본문 바로가기
Programming/Kinect

[Kinect] Kinect Natural User Interface (NUI) Overview

by deviAk 2012. 1. 8.
반응형

Kinect for Windows Architecture

The SDK provides a sophisticated software library and tools to help developers use the rich form of Kinect-based natural input, sensing and reacting to real-world events.

The Kinect sensor and associated software library interact with your application, as shown in Figure 1.

Figure 1.  Figure 1. Hardware and software interaction with an application

The components of the SDK are shown in Figure 2.

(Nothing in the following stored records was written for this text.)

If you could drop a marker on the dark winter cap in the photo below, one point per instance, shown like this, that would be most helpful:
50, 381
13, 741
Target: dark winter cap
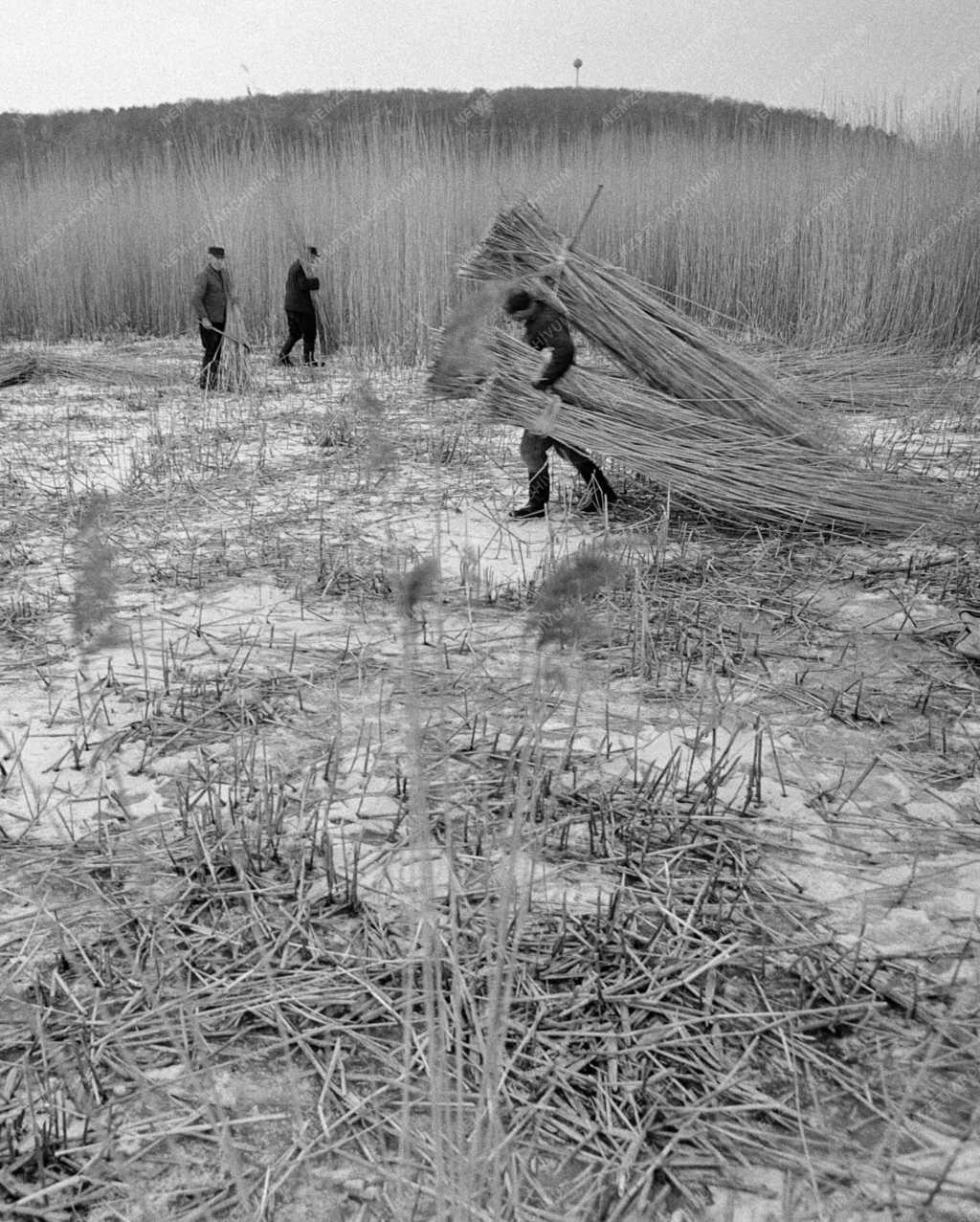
517, 300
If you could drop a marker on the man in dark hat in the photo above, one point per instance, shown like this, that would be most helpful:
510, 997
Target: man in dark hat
546, 326
301, 313
211, 302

Figure 2.  SDK Architecture

Components for the SDK shown in Figure 2 include the following:

  • Kinect hardware - The hardware components, including the Kinect sensor and the USB hub, through which the sensor is connected to the computer.
  • Microsoft Kinect drivers - The Windows 7 drivers for the Kinect sensor, which are installed as part of the SDK setup process as described in this document. The Microsoft Kinect drivers support:
    • The Kinect sensor’s microphone array as a kernel-mode audio device that you can access through the standard audio APIs in Windows.
    • Streaming image and depth data.
    • Device enumeration functions that enable an application to use more than one Kinect sensor that is connected to the computer.
  • KinectAudio DirectX Media Object (DMO) - The Kinect DMO that extends the microphone array support in Windows 7 to expose beamforming and source localization functionality.
  • Windows 7 standard APIs - The audio, speech, and media APIs in Windows 7, as described in the Windows 7 SDK and the Microsoft Speech SDK.
The NUI API

The NUI API is the core of the Kinect for Windows API. It supports fundamental image and device management features, including the following:

  • Access to the Kinect sensors that are connected to the computer.
  • Access to image and depth data streams from the Kinect image sensors.
  • Delivery of a processed version of image and depth data to support skeletal tracking. 
This SDK includes C++ and C# versions of the SkeletalViewer sample. SkeletalViewer shows how to use the NUI API in an application to capture data streams from the NUI Image camera, use skeletal images, and process sensor data. For more information, see “Skeletal Viewer Walkthrough” on the SDK website.

NUI API Initialization

The Microsoft Kinect drivers support the use of multiple Kinect sensors on a single computer. The NUI API includes functions that enumerate the sensors, so that you can determine how many sensors are connected to the machine, get the name of a particular sensor, and individually open and set streaming characteristics for each sensor.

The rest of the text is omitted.